Mede door verdergaande digitalisering kunnen publieke dienstverleners vanuit beschikbare persoonsdata vroegtijdig (dreigende) problematiek bij burgers signaleren. Dit biedt hen gelegenheid om burgers proactief een helpende hand te reiken om zodoende burgerwelzijn te bewaren of verhogen, bijvoorbeeld door schulden voor te zijn. Maar in hoeverre zitten burgers daarop te wachten? Staan zij hierbij gebruik van persoonlijke gegevens toe?
Als iemand mij hulp aanbiedt zonder dat ik het gevraagd heb, heeft dat misschien een positief effect omdat ik niet zelf om hulp hoef te vragen.
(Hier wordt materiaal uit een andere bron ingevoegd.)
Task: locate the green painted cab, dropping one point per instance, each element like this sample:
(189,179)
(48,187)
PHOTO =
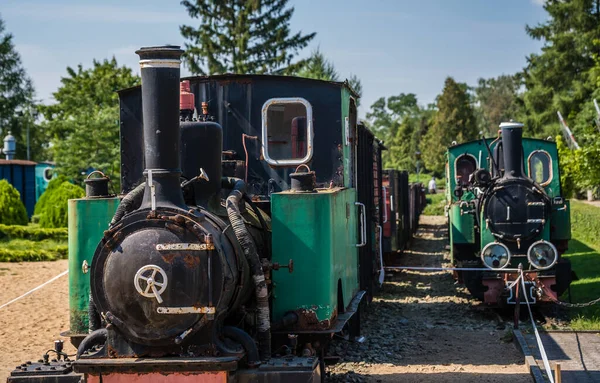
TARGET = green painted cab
(318,232)
(88,219)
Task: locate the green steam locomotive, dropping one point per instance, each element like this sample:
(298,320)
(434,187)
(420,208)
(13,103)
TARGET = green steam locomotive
(506,210)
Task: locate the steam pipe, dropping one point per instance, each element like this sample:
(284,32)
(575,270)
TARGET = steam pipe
(260,285)
(160,68)
(512,133)
(94,338)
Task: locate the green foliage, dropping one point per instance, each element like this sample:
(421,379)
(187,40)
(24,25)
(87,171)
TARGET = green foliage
(242,36)
(84,121)
(12,210)
(454,121)
(584,254)
(435,204)
(400,122)
(55,210)
(17,109)
(558,78)
(318,67)
(498,102)
(31,232)
(22,250)
(42,203)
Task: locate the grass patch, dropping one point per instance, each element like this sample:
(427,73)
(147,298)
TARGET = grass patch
(435,204)
(31,232)
(584,254)
(20,250)
(32,243)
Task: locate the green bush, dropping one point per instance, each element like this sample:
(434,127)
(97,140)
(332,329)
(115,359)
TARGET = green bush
(12,210)
(43,201)
(435,204)
(33,233)
(54,212)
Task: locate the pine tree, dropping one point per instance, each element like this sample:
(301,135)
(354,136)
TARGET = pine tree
(454,121)
(84,121)
(242,36)
(16,97)
(498,102)
(557,79)
(318,67)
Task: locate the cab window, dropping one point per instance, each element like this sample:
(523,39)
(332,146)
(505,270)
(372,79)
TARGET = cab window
(287,131)
(540,167)
(464,166)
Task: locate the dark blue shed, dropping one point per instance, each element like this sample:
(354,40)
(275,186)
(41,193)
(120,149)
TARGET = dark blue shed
(21,174)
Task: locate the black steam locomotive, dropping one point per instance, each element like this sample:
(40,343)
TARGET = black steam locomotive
(219,266)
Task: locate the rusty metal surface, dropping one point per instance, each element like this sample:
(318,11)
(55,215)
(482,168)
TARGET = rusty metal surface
(157,377)
(40,372)
(578,354)
(131,365)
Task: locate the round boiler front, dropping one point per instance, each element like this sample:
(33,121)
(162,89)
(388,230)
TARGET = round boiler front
(157,281)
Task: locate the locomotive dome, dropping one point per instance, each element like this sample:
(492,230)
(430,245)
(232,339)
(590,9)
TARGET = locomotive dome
(515,208)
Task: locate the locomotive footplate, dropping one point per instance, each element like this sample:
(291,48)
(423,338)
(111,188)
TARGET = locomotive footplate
(290,369)
(529,290)
(49,372)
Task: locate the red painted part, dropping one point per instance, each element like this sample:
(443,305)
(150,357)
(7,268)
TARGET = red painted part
(387,226)
(158,377)
(548,282)
(186,98)
(298,137)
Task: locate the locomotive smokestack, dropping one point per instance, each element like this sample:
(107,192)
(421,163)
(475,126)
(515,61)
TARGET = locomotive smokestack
(160,67)
(512,133)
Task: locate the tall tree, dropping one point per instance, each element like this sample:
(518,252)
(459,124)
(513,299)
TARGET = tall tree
(497,100)
(17,109)
(84,122)
(454,121)
(242,36)
(400,122)
(317,66)
(557,79)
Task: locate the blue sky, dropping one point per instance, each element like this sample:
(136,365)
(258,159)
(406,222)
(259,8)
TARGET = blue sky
(393,46)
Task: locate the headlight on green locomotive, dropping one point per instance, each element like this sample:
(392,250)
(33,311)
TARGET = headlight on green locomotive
(542,255)
(495,255)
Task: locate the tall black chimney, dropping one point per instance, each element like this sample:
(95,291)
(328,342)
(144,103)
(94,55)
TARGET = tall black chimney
(512,133)
(160,67)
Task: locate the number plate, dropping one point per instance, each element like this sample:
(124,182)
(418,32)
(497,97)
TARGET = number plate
(529,288)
Ook timing is essentieel. Vooral tijdens ingrijpende life-events, zoals scheiding of baanverlies, staan mensen meer open voor hulp. Tegelijkertijd kan een aanbod dat te vroeg, te laat of via de verkeerde partij komt, juist weerstand oproepen.
Ik wil het gevoel hebben dat ik..., ik hou er niet zo van als mensen de regie over mijn leven hebben, of controle.
Een veelgenoemde drempel is het wantrouwen richting overheid en uitvoeringsorganisaties. Ervaringen uit het verleden – zoals bureaucratische rompslomp, niet nagekomen beloftes of de toeslagenaffaire – kleuren het beeld van burgers. Vertrouwen opbouwen vergt dus tijd, maar ook zichtbare verbetering in hoe hulp geboden wordt.
De manier waarop je benaderd wordt, maakt echt een verschil. Als iemand proactief contact met me opneemt en dat op een vriendelijke en empathische manier doet, dan voel ik me veel meer op mijn gemak om hulp te accepteren.
De uitkomsten van dit kwalitatieve onderzoek vormen het fundament voor een kwantitatieve survey (N=1000) die momenteel wordt uitgevoerd. Daarnaast zijn de inzichten benut in een drietal design-sprints, gericht op het ontwerpen en testen van nieuwe vormen van proactieve dienstverlening. Het doel: overheidsdienstverlening die daadwerkelijk aansluit bij de beleving, behoeften en leefwereld van burgers.